Po sobotniej emisji programu "Minęła 20" pojawiły się nieoficjalne doniesienia o odsunięciu prezentera TVP Info Adriana Klarenbacha od prowadzenia programów stacji. Powodem miała być rozmowa na antenie z Mariuszem Kałużnym, gdzie Klarenbach zaprzeczył, jakoby Tusk pobierał najwyższą emeryturę w Polsce. Informacja na temat zmian o statusie dziennikarza okazała się prawdziwa. Telewizyjna Agencja Informacyjna przekazała w czwartek serwisowi wirtualnemedia.pl, że będzie on "od kwietnia twarzą TVP3 Info". Ma za zadanie "znacząco wzmocnić" stację, a "szefostwo liczy na duże wzrosty oglądalności jeszcze w tym półroczu". TAI ani Klarenbach nie komentują zmian w kontekście sytuacji z Kałużnym.
W przestrzeni publicznej pojawiły się natomiast sugestie, że wpływ na roszadę personalną w TVP mógł mieć polityk Solidarnej Polski.
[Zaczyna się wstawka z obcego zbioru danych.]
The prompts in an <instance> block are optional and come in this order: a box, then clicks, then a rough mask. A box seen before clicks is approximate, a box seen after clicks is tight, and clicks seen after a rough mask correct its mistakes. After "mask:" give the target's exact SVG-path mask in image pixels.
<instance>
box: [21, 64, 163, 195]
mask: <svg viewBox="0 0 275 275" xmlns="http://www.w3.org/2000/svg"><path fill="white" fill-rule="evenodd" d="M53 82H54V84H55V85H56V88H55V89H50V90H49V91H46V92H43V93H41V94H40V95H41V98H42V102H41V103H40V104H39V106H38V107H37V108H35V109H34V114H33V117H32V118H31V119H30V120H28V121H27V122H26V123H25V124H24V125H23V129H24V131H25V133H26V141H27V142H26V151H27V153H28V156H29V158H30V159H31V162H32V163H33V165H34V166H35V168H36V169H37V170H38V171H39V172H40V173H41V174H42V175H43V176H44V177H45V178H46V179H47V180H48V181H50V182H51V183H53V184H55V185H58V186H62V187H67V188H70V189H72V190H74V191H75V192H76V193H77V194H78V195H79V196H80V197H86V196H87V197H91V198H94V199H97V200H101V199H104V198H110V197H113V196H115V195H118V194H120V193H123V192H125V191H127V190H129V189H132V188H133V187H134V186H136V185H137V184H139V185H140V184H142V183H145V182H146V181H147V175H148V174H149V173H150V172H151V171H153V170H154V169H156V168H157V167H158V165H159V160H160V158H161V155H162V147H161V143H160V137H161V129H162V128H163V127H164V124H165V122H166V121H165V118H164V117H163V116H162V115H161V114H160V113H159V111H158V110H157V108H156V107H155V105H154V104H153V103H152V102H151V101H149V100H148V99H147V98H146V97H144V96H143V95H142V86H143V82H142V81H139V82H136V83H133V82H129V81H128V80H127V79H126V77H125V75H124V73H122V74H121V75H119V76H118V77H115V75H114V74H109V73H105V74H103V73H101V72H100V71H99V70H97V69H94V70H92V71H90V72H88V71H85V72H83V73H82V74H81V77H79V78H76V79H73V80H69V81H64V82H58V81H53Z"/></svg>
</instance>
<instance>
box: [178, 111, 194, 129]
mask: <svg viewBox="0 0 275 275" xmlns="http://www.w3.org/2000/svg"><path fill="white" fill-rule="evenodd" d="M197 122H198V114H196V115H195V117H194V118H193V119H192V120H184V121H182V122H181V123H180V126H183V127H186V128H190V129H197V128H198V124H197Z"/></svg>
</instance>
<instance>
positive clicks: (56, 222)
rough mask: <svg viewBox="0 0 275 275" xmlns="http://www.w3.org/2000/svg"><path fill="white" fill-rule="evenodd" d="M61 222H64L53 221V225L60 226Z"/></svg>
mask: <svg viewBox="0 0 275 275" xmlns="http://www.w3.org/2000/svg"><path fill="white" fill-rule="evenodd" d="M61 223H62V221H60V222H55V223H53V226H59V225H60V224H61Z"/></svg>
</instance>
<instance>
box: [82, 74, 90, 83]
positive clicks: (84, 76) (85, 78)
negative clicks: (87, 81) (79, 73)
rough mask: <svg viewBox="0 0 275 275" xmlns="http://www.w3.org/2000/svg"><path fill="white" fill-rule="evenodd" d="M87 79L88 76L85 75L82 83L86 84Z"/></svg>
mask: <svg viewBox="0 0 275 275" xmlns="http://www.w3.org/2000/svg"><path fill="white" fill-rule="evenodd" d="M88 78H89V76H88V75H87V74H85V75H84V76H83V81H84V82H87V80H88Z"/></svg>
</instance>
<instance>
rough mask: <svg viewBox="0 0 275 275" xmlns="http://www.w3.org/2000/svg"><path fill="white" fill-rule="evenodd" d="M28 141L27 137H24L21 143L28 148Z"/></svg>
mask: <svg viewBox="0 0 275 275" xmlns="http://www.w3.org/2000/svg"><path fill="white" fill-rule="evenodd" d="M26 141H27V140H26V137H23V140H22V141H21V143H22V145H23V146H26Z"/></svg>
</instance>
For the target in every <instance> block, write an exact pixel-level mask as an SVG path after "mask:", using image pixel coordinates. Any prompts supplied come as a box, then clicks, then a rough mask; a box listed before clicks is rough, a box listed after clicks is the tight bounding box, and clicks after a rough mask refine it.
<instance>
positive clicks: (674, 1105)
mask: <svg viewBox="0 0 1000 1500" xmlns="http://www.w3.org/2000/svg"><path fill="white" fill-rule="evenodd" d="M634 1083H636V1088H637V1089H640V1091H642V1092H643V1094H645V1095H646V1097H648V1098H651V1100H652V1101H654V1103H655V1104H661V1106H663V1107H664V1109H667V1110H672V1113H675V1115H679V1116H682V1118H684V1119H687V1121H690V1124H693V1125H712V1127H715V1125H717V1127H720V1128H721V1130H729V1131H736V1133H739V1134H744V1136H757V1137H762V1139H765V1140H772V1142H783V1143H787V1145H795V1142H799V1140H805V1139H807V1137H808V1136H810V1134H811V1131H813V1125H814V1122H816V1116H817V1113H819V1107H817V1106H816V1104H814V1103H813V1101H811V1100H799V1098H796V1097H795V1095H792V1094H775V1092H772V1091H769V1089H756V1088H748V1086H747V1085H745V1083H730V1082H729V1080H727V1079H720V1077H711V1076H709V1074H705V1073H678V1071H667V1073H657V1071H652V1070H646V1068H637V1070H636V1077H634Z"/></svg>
Kałużny jednak stanowczo temu zaprzecza. "Bardzo cenie redaktora @AKlarenbach! Jakiekolwiek spekulacje wiążące mnie ze sprawą jego zawieszenia są nieprawdziwe. Czekam na kolejne programy w TVP info z redaktorem Adrianem Klarenbachem!" - napisał na Twitterze.
Poseł Solidarnej Polski, Mariusz Kałużny w programie "Minęła 20" emitowanym na antenie TVP Info ogłosił "konkurs na całą Polskę". - Nagrodą może być moje jednomiesięczne uposażenie poselskie. Oddam je na dom dziecka w kujawsko-pomorskim województwie, jeśli znajdzie się jeden człowiek, który ma w Polsce wyższą emeryturę niż Donald Tusk. (...) Wiemy, że on ma tą naliczaną niemiecką trochę emeryturę, przez to swoje stanowisko i układy z Merkel… - powiedział Kałużny.
Prowadzący program Adrian Klarenbach wtrącił, że emerytura Donalda Tuska nie jest niemiecka, a unijna.
- Unijna, niemiecka, wiemy, o co chodzi, komu zawdzięcza to stanowisko (...). Donalda Tuska wybrała Merkel - stwierdził poseł Solidarnej Polski.
Po chwili Klarenbach przekazał posłowi, że "może śmiało szykować przelew", który zadeklarował w ramach swojego "konkursu". - 81-letnia kobieta, to są dane z grudnia zeszłego roku, otrzymuje emeryturę 26 tys. złotych, a 85-letni mężczyzna otrzymuje 37 tysięcy - poinformował prowadzący program.
W związku z przegranym zakładem i zgodnie z zapowiedzią Mariusz Kałużny przelał obiecaną kwotę na placówkę opiekuńczo-wychowawczą, ale jak zaznaczył, że i tak sprawdzi to w ZUS-ie.
"Jednak aby to wyjaśnić, wystąpię do ZUS. Mam ograniczone zaufanie do komunikatów Tuska i jego popleczników, którzy twierdzą, że 81-letnia kobieta ma wyższą. Jeśli okaże się, że Tusk ma najwyższą to i tak wpłaciłem na placówkę opiekuńczo-wychowawczą w Toruniu, bo warto pomagać" - napisał na Twitterze Kałużny.